Another test of the universe’s geometry relies on the way that angles change in curved space. In flat, Euclidean space, more distant objects have smaller angular sizes on the sky, with the angular diameter inversely proportional to distance — the familiar small-angle equation. The curvature of space can distort the images of distant galaxies, and since it is mass that bends light, the distortion increases with the density of the universe. The angular size of a distant object in a closed universe actually increases with red shift! How can an object appear larger as it gets farther away? If you think of the universe as a gigantic lens, then the gravity in a high-density universe can actually magnify the image of a distant object. You can also understand this bizarre effect by recalling that the universe was smaller at a high red shift. Galaxies, however, have remained the same size during the expansion. At high red shift, a galaxy of a particular size would subtend a larger angle in what was then a smaller universe.

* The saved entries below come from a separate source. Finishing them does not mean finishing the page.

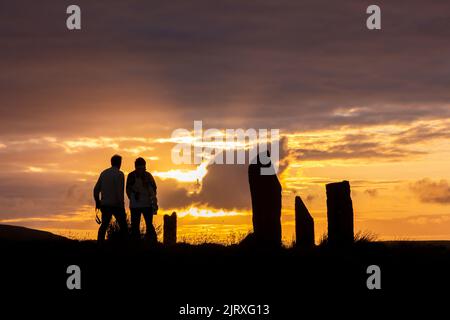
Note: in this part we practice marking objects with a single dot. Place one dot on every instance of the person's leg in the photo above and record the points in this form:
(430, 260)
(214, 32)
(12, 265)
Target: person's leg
(106, 219)
(150, 232)
(121, 218)
(135, 222)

Astronomers have not succeeded in accurately measuring the curvature of space using galaxies. The cosmological models only begin to diverge at z= 0.2 to 0.3, which corresponds to a distance of d ∝ cz/H0, or 1000 to 1500 Mpc. Multiplying by 3.3 to convert from parsecs to light years, these are look-back times of 3.3 to 5 billion years. Therefore, the only way to detect space curvature is to compare old and young objects. The evolution issue cannot be dodged; it is an inevitable consequence of the size of the universe and the finite speed of light. Currently, the most promising cosmological tools are supernovae. These "standard bombs" can be seen out to z = 1 and beyond, well beyond the distance where space curvature should show itself. Despite all the problems, we can draw two conclusions from existing measurements. First, models with a large amount of positive curvature (Ω0 > 1) are ruled out. This kind of universe is too small, too young, and too curved to fit the observations. Second, the curvature is small enough that it may be consistent with a flat model and a universe of critical density.

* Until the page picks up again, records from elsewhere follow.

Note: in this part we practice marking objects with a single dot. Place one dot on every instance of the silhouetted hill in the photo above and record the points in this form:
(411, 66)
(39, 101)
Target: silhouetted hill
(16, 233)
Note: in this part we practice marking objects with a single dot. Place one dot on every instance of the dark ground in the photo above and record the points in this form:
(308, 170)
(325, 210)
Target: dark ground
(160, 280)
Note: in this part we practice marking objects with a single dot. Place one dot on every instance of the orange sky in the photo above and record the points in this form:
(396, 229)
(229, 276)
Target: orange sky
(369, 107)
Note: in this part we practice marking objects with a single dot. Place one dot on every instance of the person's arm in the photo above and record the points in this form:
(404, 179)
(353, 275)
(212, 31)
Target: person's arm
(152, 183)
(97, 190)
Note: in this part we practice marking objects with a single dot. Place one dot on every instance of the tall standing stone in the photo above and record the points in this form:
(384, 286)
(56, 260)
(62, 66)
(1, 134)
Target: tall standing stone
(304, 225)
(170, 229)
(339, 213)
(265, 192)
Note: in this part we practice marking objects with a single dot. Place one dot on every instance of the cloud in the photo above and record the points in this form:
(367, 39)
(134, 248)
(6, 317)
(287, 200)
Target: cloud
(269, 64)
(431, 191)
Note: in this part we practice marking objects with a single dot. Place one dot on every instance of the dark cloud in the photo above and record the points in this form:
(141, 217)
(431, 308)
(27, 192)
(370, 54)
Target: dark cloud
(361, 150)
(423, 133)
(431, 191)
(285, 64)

The most direct way to measure space curvature is to use the microwave background radiation. As a relic from the first 2% of the age of the universe, these waves have been traveling through space for billions of years. The most prominent ripples in the microwave background have an angular size of about 1º. At a time 300,000 years after the big bang, this represented the size of the first structures that were going to form in the still-hot universe. In a positively curved universe, angles subtended by distant objects are larger than they would be in flat space. You can think of this as positive magnification of a beam of photons. In a negatively curved universe, angles subtended by distant objects are smaller than they would be in flat space. You can think of this as negative magnification. Results from the Boomerang balloon experiment in 1999, and several others that soon followed, showed that the size of the most prominent microwave fluctuations exactly matched the predictions for no curvature. These results were confirmed and refined by the WMAP and Planck space missions. No space curvature is detected at a 1% level; space seems to be flat.

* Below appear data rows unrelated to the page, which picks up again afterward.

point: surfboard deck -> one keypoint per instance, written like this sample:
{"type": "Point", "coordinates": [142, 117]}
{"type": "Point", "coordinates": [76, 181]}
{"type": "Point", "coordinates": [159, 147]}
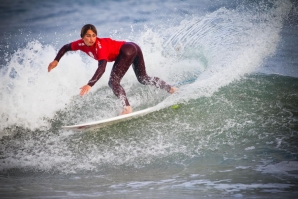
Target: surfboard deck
{"type": "Point", "coordinates": [106, 122]}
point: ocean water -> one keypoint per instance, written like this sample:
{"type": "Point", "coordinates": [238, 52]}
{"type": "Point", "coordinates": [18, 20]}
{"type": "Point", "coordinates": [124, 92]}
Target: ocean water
{"type": "Point", "coordinates": [233, 135]}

Microwave background measurements indicate that space is flat. This result is surprising because astronomers have not found enough matter in the universe, light or dark, to create flat space-time. The result is renewed interest in big bang models that incorporate vacuum energy in the form of a cosmological constant. This extra repulsive force can act to smooth out space. In other words, the definition of Omega, the density parameter, should be extended to include other components of the universe that can affect space curvature. The best interpretation of all the available evidence is that Ωtot = 1 and space is flat. However, there is only enough normal and dark matter on any scale to add up to Ωmatter = 0.3. The observations of Type I supernovae indicate that the other major constituent of the universe is vacuum energy, also referred to as the cosmological constant, with a value of Ωvacuum = 0.7. Radiation, in the form of the cosmic microwave background, is a negligible contributor. As you can see, the sum of these two components corresponds to flat space.